Thursday 28th July 2011
Good morning. Further poor data on Wednesday hurt the Pound, however exchange rates remained high due to Sterling being supported by the problems regarding the US debt ceiling. Today we’ll look at the implications of this, and where rates may go moving forwards.
Sterling supported due to problems in US
Sterling dipped slightly on yesterday after disappointing UK factory data, but remained within sight of a 6 week high versus a weak USD and looked set to retain support in the absence of a deal to raise the U.S. debt ceiling. Against the Euro the Pound also rose, as investors bought it as an alternative to the USD, and this supported the Pound.
So what do the analysts say?
“Everyone is looking at the bigger picture of what is going on with the U.S. with the debt ceiling, so sensitivity to data has been somewhat diminished,” said Charles Diebel, head of market strategy at Lloyds. This basically supports what happened yesterday, with the Pound rising despite poor UK economic data.
“This data is a little disappointing but to a degree most of the expectations for UK data have been skewed to the downside. When you get a weak number like today it’s more an affirmation of people’s thinking than a shock.”
This following Tuesdays poor growth figures showing that UK economic recovery is sluggish.
What about Sterling to Euro rates for the coming weeks?
Despite the euro zone debt crisis and threat of a Greek debt default the single currency has remained strong against the pound as a result of favourable rate differentials.
The Bank of England is expected to keep interest rates on hold at a record low 0.5 percent until late next year because of concerns over the fragility of the UK economic recovery while the European Central Bank has already embarked on a tightening cycle.
It’s hard to know which way things will go. If UK data continues to be poor and the EU continue raising interest rates, then it is likely GBP/EUR will fall. If however there are further debt problems in the EU, or economic data in the UK starts improving, rates could go up further.
So what are the options to protect against rates moving the wrong way?

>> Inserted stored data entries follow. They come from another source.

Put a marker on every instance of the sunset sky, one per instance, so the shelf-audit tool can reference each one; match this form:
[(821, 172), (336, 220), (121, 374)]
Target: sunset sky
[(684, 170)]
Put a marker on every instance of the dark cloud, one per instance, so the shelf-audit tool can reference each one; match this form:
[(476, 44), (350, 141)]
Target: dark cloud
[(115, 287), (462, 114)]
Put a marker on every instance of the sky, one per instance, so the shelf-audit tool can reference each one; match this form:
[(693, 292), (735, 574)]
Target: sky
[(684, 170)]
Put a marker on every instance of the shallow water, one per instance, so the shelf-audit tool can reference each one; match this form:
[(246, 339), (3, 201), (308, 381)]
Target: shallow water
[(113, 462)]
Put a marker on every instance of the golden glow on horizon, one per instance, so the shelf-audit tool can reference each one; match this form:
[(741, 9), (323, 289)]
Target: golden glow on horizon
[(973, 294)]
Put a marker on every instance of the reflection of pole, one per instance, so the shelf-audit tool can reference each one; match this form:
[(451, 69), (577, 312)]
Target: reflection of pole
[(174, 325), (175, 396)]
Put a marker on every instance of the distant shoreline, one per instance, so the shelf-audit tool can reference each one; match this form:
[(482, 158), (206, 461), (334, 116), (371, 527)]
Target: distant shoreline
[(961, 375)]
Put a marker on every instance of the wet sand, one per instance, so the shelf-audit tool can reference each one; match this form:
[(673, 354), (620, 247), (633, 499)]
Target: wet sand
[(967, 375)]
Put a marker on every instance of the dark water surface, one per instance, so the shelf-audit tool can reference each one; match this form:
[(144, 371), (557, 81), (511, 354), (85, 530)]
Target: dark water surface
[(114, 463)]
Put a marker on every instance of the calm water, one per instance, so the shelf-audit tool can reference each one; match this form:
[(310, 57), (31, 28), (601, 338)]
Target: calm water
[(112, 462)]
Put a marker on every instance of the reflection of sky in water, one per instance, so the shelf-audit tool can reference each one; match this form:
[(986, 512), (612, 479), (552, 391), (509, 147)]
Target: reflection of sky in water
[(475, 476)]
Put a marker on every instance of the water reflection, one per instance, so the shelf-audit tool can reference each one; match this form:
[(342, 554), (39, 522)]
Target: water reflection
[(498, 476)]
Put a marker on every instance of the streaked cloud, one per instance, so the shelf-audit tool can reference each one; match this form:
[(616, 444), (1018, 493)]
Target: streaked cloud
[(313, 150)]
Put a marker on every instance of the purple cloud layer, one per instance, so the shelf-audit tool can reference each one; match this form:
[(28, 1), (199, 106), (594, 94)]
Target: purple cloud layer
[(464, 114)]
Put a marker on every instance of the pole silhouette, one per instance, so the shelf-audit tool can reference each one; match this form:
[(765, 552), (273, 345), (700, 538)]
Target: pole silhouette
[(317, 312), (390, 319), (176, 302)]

If you need to buy or sell currency, then at the moment rates are volatile and there’s no way to now which way rates will move. In uncertain times like this, simply hoping rates will move in your favour is not a reliable method, and you could end up with a significantly worse rate than necessary.
You can use Stop Loss and Limit Orders to your advantage. A stop loss is an order for us to buy your currency should the rate fall below a pre-agreed level. In this way you have a safety net and a worst case scenario. At the same time, a Limit order can be placed to buy should rates spike to a level not currently achievable. In this way you can aim for a higher rate, without leaving yourself open to a significant cost increase.
These orders are useful if you are buying or selling property abroad, and need the best exchange rates. They can also be useful if you are a business and need to pay or receive payments in a foreign currency.